So, after taking a mental health day on Friday [View all]
today I tried to scope out a little how to manage this new wrinkle with my mom. I emailed my brother and just calmly described what was happening here. He hasn't responded and I don't expect very much because he has his own plateful and attending to the mental health of others hasn't ever been his forte.
I ran down the list of family members I could reach out to for support or information and emailed one of my cousins who recently lost her mom to Alzheimer's. She is in the middle of planning her oldest son's wedding so, she may or may not have a chance to get back to me.
Mom's youngest brother and his wife could be helpful as they dealt with both of my Aunt's parents in their later years but they weren't home when I called.
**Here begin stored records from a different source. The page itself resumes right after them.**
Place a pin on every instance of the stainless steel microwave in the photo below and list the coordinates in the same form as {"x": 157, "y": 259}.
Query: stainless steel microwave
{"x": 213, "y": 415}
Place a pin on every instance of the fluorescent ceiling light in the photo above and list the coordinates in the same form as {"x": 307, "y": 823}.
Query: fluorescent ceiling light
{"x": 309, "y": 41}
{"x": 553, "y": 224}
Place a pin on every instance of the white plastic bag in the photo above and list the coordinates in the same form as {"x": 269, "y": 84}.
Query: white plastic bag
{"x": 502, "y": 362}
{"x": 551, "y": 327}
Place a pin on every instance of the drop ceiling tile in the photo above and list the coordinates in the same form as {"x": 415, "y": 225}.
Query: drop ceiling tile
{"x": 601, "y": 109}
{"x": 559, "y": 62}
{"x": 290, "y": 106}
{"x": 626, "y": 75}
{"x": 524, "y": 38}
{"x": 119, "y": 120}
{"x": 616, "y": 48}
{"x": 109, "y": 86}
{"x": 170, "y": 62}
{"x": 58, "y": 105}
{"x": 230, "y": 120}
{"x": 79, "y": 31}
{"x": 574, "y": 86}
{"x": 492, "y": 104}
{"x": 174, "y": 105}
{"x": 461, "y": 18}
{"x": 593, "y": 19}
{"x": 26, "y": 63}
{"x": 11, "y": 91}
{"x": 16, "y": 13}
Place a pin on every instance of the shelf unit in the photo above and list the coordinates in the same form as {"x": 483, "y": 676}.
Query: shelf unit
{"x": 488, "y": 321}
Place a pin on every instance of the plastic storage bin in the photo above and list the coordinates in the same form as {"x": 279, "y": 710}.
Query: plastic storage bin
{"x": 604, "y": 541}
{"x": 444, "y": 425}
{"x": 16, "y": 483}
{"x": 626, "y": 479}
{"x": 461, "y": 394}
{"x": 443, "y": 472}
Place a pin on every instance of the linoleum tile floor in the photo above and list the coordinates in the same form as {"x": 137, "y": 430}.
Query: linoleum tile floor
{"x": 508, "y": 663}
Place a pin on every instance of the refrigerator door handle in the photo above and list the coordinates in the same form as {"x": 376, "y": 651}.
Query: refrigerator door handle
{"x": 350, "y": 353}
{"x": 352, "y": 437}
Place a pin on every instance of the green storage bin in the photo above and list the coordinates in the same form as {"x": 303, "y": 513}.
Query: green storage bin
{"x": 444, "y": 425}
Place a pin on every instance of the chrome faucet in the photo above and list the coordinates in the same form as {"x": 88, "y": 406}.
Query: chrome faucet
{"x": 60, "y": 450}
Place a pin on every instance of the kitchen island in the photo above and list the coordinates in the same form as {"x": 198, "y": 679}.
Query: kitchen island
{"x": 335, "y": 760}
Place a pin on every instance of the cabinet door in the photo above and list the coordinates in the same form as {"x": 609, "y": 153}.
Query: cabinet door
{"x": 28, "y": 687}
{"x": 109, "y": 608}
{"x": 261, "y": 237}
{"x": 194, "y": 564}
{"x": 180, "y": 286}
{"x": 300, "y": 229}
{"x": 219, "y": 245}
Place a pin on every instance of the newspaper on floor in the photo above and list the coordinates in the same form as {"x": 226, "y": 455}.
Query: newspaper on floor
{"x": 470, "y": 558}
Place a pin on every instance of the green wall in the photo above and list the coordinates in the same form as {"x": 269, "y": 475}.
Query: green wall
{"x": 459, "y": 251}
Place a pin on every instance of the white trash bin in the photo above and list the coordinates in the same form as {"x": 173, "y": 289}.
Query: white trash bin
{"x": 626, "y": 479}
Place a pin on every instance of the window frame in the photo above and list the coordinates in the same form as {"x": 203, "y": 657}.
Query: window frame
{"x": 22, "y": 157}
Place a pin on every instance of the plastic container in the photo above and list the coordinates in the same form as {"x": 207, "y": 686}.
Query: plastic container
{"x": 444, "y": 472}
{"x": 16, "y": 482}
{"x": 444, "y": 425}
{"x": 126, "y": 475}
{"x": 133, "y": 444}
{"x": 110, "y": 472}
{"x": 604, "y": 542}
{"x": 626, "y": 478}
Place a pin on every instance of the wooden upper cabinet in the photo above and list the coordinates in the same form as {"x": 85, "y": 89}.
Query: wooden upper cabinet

If I call Mom's doctor, I know that she will ask me to bring her in for an evaluation and I don't know if I can manage to do any part of that. Whatever I suggest, Rosie opposes, that's just how it is. If my brother suggested it, she's much more likely to go with it to please him but he's not here. I don't know if I have the energy to induce him to come here to persuade her to go in to be tested.
Oy.
But, that's probably what has to be done. Or, I could just fib and tell her the doctor says it's time for a check up and set up the eval back channel. (I can tell how upsetting this is because the part of my brain that is creative like that is not working very well.)
I would feel a lot better if I had some kind of a plan, for when Mom freaks out with no warning so I don't make it worse, and for what to expect or not expect going forward.